If they took an extremely academic view, and there is reason to suppose that they may well do so, I submit, without going into the merits of the possibilities for exemption, that innocent parties may not be able to escape from this net, which has, quite rightly and properly, been laid by the Revenue, whereas those who went in for the idea of tax avoidance will be able to get out.

The spouse or settlor will be able to disclaim a hypothetical or possible future object of such a discretionary trust, and the disclaimer comes about at the moment when, possibly, they are not even in existence. I should like to ask the Solicitor-General if he could, without straining his conscience about being out of order, answer the point which I endeavoured to make.

The Solicitor-General

It would not be my conscience, Sir Gordon, but, with great respect, yours that would be strained. Subject to the limits of tolerance which you permit me, I will try to deal with the point which the hon. Gentleman has put to me, and I am sure he will be good enough to indicate if I have not got it right.

I imagine that he is conceiving the case where, innocently, the settlement has been made in such terms that there is a power of determination in the settlement, and a possibility that the exercise of that power would benefit the unascertained future wife of the settlor, and, therefore, the settlement is caught. The problem which the hon. Member puts to me is whether that power can be purged from the settlement so that the settlement can endure and be cured for the purpose of this Clause.

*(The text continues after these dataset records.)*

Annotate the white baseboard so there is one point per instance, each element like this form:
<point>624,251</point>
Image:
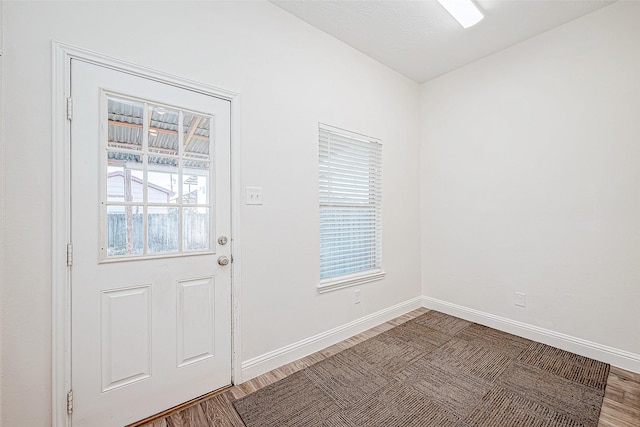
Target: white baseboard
<point>274,359</point>
<point>616,357</point>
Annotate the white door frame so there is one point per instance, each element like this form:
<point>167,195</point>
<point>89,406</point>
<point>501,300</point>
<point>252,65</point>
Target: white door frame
<point>62,54</point>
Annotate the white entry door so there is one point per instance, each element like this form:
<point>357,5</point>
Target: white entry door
<point>150,224</point>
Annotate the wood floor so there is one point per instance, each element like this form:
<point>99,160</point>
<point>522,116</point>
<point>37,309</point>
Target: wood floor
<point>621,406</point>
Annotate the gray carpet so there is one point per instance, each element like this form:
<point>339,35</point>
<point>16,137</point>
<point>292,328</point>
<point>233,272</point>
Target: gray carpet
<point>436,370</point>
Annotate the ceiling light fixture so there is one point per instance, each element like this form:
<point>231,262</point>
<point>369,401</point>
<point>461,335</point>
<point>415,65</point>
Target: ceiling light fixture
<point>464,11</point>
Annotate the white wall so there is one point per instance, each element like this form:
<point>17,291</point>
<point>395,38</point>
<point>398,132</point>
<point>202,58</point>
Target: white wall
<point>290,77</point>
<point>531,181</point>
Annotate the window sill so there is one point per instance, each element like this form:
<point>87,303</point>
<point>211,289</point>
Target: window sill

Let us suppose that the Variation of Trusts Bill—I am not certain what stage it has reached now, but it is about to become law—actually becomes law. The court, if applied to, will be able to consent to a variation of the settlement getting rid of the offending power, because it could, on behalf of an unascertained wife, consent to that variation under the Bill. That is why we believe that this let-out operates even in the case which the hon. Member has been putting to me. I greatly fear that all this is out of order, but I hope that it is a satisfactory answer to the point which the hon. Member put to me.

Mr. Mulley

I am much obliged to the learned Solicitor-General, but the Government are legislating in the Finance Bill and seem to be assuming that the position will be made just as between taxpayers by private Members' legislation which is still not law. The Government should have tackled the subject in a more comprehensive way. This is merely another illustration of the rather slipshod way in which the Government have dealt with their legislation.

5.45 p.m.

The Solicitor-General

It would be a miserable precedent if we were to try to amend the law on trusts in the Finance Bill.

Mr. Mitchison

Another example of the slipshod methods of the Government is provided by the fact that the learned Solicitor-General did not answer the point I made.

Question put and agreed to.

Clause read a Second time, and added to the Bill.

Bill reported, with Amendments; as amended (in Committee and on re-committal), considered.